A French company entitled Luxury-Sea is using a new green technology to power its high-class MIG 675 boats that display a minimal impact on the environment.The best thing about the new toys, besides their similarities with a five-star hotel, is that they rely on ocean water to power their engines, Pure Energy Systems informs.
The manufacturer says the new generation of boats can come up with hydrogen and enough energy to supply all the electronics on board only by exploiting clean green ocean power.
No fossil fuels are involved in this equation, and the environmental benefit is obvious: less greenhouse gas emissions decreasing air quality.
Developers say the new kind of boat does not trigger carbon dioxide or “pollutants, and waste are no longer required to spend at the pump; [providing] unlimited autonomy,” according to an article published in Le Telegramme.
It appears that salted sea water is a reliable source since it can offer enough 50,000 volts of power, enough to satisfy the needs of a 500 horse power engine.
The new MIG 675 is far from being a common boat. It comes with “high strength and an incomparable légeretée, adding this a revolutionary standalone engine 500 HP, hydrogen-powered with a direct supply of seawater driven by a high strength industrial controller command Touch to control all its equipment,” reveal officials from Luxury-Sea.

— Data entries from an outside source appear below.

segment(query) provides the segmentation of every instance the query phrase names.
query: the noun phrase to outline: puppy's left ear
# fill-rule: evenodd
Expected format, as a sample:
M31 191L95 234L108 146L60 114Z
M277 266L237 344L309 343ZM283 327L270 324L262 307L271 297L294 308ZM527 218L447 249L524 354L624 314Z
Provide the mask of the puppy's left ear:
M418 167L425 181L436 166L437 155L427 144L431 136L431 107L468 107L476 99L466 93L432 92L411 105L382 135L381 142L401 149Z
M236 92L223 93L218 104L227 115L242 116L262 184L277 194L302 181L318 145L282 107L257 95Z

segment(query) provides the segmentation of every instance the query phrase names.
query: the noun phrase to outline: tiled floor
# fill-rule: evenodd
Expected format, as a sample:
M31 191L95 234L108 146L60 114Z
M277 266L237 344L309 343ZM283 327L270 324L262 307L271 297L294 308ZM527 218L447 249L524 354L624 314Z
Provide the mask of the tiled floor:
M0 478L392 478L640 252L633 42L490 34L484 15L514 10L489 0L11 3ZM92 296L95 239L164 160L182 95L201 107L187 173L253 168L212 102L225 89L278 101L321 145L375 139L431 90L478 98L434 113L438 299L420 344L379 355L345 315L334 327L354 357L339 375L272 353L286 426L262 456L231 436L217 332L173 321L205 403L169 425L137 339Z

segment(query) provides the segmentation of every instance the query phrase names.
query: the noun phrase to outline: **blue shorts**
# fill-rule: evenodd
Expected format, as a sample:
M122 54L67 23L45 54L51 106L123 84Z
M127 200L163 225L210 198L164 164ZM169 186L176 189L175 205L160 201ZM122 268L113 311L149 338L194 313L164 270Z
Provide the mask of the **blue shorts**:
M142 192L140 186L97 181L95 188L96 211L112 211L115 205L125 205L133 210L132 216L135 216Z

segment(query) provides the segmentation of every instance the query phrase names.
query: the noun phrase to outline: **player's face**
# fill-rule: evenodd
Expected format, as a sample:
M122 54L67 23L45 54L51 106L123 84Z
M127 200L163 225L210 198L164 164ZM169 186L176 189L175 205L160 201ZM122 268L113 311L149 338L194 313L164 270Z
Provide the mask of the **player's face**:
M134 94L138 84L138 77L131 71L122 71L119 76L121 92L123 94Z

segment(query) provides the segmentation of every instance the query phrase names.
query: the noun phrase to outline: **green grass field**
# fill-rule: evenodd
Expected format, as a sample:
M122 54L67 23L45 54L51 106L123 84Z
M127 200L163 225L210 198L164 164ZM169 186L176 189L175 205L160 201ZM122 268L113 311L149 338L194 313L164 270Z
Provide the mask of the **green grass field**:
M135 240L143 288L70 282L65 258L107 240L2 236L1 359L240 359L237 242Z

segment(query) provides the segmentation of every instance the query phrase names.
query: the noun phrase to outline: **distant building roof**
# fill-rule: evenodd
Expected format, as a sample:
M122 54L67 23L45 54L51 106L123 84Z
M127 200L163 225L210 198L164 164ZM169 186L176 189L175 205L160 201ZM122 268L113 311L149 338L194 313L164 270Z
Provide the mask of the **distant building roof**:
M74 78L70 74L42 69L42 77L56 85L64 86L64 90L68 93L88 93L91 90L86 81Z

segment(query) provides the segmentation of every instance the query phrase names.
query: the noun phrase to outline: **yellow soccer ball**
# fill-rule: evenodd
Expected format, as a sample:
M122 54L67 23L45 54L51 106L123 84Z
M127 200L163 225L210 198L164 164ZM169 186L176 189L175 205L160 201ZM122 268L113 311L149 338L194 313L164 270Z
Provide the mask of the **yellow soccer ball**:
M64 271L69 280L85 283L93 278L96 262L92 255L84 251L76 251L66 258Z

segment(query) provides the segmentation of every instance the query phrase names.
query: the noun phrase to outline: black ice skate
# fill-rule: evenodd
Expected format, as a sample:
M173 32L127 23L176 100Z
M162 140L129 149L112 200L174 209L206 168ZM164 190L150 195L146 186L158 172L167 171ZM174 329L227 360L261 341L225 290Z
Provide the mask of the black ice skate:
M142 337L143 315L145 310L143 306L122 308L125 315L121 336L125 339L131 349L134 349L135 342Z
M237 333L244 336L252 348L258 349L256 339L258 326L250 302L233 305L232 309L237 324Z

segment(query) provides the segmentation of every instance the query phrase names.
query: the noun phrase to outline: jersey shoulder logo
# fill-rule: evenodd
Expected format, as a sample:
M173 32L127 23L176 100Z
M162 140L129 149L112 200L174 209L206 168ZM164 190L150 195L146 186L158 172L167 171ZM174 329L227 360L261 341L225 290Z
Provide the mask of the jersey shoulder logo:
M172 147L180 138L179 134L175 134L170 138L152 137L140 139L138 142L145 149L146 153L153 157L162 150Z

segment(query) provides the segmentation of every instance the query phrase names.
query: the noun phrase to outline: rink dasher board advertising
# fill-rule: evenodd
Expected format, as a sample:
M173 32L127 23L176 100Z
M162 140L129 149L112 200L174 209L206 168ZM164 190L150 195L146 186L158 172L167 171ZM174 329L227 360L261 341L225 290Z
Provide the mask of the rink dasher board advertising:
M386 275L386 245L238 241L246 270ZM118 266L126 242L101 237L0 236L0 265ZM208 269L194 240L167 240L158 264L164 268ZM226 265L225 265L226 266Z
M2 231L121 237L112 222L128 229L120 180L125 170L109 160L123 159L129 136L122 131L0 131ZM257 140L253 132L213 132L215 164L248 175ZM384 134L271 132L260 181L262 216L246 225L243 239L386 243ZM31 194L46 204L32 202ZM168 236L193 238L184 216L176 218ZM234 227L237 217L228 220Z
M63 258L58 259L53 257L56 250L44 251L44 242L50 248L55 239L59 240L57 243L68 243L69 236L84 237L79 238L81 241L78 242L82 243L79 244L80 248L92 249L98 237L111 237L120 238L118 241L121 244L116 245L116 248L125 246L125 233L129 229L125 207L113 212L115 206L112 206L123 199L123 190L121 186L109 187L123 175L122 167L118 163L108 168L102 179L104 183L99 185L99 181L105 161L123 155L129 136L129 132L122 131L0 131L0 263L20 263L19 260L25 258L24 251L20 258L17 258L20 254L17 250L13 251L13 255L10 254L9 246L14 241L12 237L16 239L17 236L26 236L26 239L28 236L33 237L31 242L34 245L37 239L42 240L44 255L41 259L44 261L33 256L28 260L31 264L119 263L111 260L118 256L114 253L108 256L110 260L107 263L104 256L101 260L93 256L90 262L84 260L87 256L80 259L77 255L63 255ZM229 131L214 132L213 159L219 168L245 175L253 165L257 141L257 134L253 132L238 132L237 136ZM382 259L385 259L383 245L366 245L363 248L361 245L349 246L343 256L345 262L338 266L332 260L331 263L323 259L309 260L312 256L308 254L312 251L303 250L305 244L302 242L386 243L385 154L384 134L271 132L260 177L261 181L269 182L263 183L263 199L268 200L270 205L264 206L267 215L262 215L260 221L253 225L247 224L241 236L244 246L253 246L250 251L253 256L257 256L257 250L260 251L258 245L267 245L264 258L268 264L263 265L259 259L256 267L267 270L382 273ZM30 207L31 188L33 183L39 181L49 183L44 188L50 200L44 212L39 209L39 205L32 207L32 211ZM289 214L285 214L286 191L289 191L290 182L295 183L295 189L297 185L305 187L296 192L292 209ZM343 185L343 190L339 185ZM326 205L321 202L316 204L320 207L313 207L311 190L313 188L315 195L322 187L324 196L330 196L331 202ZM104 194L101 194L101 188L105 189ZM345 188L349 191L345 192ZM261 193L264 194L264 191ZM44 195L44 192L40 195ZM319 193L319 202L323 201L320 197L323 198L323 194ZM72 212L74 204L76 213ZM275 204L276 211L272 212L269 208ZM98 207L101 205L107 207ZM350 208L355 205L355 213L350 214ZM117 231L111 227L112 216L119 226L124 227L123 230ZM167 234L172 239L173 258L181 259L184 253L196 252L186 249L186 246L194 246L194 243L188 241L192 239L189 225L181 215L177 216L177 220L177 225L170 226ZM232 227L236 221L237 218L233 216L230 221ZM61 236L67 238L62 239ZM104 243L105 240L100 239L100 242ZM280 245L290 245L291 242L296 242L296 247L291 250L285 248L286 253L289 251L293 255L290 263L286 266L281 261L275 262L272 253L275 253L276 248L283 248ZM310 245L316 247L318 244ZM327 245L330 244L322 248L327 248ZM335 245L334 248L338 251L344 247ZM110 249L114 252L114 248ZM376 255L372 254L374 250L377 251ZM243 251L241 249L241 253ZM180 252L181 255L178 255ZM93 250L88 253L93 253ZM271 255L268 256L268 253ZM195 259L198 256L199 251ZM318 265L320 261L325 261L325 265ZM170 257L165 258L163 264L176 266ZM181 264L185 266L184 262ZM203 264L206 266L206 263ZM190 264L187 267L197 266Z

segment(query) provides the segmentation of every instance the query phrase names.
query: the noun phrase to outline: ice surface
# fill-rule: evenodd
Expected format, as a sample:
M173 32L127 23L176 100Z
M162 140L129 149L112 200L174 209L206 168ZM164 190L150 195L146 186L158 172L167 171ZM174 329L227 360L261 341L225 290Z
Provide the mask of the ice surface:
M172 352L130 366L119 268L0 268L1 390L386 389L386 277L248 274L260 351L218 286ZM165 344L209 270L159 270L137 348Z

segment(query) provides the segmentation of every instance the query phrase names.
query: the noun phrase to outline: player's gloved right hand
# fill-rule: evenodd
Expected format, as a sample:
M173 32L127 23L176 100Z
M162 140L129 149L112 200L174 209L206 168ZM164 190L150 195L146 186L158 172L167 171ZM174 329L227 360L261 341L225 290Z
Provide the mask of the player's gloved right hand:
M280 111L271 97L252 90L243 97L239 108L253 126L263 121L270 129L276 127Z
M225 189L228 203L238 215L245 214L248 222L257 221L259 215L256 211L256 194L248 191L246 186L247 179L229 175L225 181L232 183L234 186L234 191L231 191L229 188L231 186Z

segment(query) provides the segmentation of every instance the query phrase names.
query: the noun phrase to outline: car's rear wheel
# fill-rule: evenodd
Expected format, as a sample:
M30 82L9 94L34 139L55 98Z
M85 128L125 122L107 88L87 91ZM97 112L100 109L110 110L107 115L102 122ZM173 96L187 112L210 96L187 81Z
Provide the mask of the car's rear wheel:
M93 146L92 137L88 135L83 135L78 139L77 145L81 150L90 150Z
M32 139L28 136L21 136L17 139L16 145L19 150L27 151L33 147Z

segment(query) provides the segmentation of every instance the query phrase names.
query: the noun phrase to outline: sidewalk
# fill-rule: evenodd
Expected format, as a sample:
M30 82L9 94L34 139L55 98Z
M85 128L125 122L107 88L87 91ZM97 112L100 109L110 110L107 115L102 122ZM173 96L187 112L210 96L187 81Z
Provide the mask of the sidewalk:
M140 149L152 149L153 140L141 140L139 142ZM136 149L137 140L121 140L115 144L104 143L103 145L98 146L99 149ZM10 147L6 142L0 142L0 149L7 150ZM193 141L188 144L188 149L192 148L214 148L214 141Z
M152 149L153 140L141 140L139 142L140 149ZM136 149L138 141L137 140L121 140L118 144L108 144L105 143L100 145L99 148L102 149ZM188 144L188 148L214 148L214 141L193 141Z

Even though there is no real proof that the new green technologies involved in this project can guarantee unlimited range, manufacturers are proud of their prototype and plan to launch it on the market, starting next year.
Since it is luxurious and highlight a deep respect for the environment, the price tag was set accordingly: €250,000 ($326,350). The price isn't prohibitive, taking into account both its green benefits and its modern, luxurious equipment.
Since ocean water is an unlimited risk-free resource, unlike fossil fuels, such a discovery, once fully tested and implemented, could green up the entire shipping industry and afterwards move to other sectors strongly affected by their oil and coal dependency.